Is it possible that almost a year after the release of this album no one has yet written a decent review? The Radiohead did well, then.
After the success of the previous "In Rainbows" (perhaps due to the lesser experimentation, or the grimaces of the bassist Colin Greenwood), everyone expected something along the same lines. Wait. Déjà vu. The public falls for it again. Yet it's been over ten years since that Ok Computer that changed the Oxford group. Yet they had warned us. Fast-paced, quick, and incisive music, disposable, in today's musical landscape. Impossible to listen to the eight tracks individually. An album to listen to in one go. But this is not an album. It's a journey. Just something to make us detach from the world for a moment, going against the grain in search of our true selves, trying to bloom (Bloom), just to realize the jellyfish floating above our heads. Yet we never noticed them. But now we are no longer ourselves. The journey has started. If at first we are slightly detached, in search of an explanation, all this is cooled down with the schizophrenic Morning Mr. Magpie. Quick and incisive blows, to break down the last barriers that bind us to this world, and to delve into our innermost thoughts, surrendering to the movement of the waves, as in Little By Little, a fairly linear track that will appeal to most on the first listen. But if you're thinking about something while listening, you're wrong. And the Radiohead make you understand, they make you understand that this album is not meant for everyone, but only for those who are brave enough to discover their essence, ending the first part of the album with Feral (did someone say dubstep?), just to check who has actually gotten lost, a necessary quality to proceed in the second part of the album.
At this point, the album will have conveniently flown out of the window at high speed for most. Take the opportunity to retrieve as many as possible because now the fun begins. The second part opens with Lotus Flower, a small lyrical masterpiece, in whose video Thom Yorke, with steps worthy of the best drunk, lets himself go to his instincts. Is it perhaps a suggestion? The fact is that the song doesn't give you time to react, maybe you don't want to react. Do what you want. Do what you want. The song flies and moves on to the masterpiece of the album, Codex, which partly reminds me of Pyramid Song. Both are united by the message: don't be afraid. Don't be afraid to get lost, to free what you hid long ago. This isn't what you are.

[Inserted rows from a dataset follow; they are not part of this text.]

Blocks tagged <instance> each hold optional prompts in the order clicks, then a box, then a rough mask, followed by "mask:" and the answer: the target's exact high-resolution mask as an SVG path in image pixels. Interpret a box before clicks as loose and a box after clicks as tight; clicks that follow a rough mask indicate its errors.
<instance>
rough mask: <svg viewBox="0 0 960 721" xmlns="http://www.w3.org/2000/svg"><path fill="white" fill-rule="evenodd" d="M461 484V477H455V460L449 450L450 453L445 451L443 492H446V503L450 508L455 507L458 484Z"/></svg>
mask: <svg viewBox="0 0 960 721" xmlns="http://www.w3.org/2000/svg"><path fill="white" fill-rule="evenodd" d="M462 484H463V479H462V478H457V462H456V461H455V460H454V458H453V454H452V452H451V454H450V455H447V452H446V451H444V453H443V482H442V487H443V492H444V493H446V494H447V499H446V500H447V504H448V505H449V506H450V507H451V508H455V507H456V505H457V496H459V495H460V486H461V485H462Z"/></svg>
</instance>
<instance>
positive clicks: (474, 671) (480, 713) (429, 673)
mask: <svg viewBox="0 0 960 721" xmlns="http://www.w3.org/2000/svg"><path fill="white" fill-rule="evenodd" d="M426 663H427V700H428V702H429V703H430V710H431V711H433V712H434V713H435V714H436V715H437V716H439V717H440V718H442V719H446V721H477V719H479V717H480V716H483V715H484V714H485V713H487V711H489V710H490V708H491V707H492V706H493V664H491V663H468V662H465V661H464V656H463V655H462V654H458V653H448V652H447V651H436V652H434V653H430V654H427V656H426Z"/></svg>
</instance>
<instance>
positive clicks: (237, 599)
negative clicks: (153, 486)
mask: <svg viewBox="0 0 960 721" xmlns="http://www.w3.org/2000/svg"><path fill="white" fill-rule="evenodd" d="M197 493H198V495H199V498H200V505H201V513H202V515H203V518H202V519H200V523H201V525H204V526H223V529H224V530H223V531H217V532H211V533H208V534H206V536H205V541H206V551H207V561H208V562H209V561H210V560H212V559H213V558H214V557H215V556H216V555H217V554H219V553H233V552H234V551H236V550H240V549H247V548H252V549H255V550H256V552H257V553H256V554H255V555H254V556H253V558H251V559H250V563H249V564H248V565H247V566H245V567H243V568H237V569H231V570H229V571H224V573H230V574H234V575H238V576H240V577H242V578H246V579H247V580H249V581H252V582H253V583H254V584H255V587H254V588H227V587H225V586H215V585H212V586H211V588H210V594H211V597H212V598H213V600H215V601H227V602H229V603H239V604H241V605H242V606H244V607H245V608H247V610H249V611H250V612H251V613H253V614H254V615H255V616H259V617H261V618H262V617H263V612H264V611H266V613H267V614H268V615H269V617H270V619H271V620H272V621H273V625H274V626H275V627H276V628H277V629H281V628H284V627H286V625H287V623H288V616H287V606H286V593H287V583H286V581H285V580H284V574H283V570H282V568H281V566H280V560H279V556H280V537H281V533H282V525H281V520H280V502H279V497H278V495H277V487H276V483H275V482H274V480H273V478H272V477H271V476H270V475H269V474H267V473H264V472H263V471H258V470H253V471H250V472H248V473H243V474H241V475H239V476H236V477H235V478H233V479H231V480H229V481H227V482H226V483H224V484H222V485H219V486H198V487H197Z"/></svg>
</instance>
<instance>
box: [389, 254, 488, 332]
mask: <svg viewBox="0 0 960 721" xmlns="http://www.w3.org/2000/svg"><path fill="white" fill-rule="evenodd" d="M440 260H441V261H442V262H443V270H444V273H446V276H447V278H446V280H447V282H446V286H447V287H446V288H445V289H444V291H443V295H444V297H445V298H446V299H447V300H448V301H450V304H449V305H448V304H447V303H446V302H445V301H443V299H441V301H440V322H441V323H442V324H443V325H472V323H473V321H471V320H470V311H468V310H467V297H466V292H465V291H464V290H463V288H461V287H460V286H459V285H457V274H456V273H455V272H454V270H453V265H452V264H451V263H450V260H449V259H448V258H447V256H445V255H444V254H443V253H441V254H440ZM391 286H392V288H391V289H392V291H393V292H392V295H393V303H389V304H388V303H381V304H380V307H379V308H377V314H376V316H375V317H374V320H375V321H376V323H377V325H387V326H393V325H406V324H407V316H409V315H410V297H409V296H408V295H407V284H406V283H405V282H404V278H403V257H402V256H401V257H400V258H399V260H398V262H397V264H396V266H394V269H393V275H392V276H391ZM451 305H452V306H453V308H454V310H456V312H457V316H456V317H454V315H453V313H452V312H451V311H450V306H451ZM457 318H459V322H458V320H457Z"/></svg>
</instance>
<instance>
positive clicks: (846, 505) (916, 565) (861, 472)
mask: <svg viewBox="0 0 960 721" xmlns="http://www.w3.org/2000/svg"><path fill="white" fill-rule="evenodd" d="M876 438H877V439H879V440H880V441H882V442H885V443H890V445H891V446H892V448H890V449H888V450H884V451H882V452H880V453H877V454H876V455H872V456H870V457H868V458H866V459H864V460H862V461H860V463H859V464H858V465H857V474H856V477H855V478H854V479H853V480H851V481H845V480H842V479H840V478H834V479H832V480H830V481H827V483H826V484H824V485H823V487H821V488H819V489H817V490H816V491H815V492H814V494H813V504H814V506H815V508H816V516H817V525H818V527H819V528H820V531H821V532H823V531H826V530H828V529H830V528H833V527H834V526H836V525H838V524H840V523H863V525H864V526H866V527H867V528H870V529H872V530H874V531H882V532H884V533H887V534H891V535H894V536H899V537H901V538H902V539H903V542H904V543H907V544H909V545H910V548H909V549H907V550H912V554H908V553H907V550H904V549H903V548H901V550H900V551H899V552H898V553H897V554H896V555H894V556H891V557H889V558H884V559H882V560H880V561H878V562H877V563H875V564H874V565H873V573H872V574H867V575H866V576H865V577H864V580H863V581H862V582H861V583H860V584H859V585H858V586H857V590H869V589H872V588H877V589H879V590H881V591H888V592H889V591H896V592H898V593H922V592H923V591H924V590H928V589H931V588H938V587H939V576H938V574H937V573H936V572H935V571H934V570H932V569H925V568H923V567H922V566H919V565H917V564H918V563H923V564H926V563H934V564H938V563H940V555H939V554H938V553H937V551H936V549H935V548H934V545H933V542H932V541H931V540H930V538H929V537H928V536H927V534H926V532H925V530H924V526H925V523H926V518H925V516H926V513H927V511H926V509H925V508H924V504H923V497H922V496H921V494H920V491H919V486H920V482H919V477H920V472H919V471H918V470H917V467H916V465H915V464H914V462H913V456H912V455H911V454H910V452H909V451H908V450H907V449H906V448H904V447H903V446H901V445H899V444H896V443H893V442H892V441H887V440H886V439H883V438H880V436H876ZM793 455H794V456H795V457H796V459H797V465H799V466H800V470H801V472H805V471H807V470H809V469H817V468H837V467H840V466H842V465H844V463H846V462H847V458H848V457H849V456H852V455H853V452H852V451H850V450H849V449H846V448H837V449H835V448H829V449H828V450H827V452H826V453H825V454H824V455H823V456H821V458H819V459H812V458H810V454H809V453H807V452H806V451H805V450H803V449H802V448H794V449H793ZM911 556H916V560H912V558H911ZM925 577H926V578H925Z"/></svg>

Anyway, time is up, the ancestral journey is about to come to an end. If we shouldn't be afraid of disappearing upon our "return" it's reminded to us by Give Up The Ghost. Let go of all the ghosts of your past. You've found your true self. What you really want to be. Someone had stopped you, but now you've found the courage to look back, retrieve your skin, and continue your path. The mission of the album is accomplished, no more songs are needed. For this, we wake up suddenly with Separator (wake me up, wake me up), maybe because of the incisive drums, maybe because we finally realized that we need to put dividers between the different periods of our lives. That's why when the album ends, we still feel alienated. It will take a while to realize how we've decided to move forward now.
This is a hermetic, cryptic album, which will take on different characterizations depending on the listener. It stirred nostalgia in me. Not for the Radiohead. But for when I decided to hide my true self. The journey unfortunately (or fortunately?) only works on first listen, at first impact, just one shot, use it well. Indeed, fast, disposable music, a beautiful cutout in today's music landscape, made only of moments.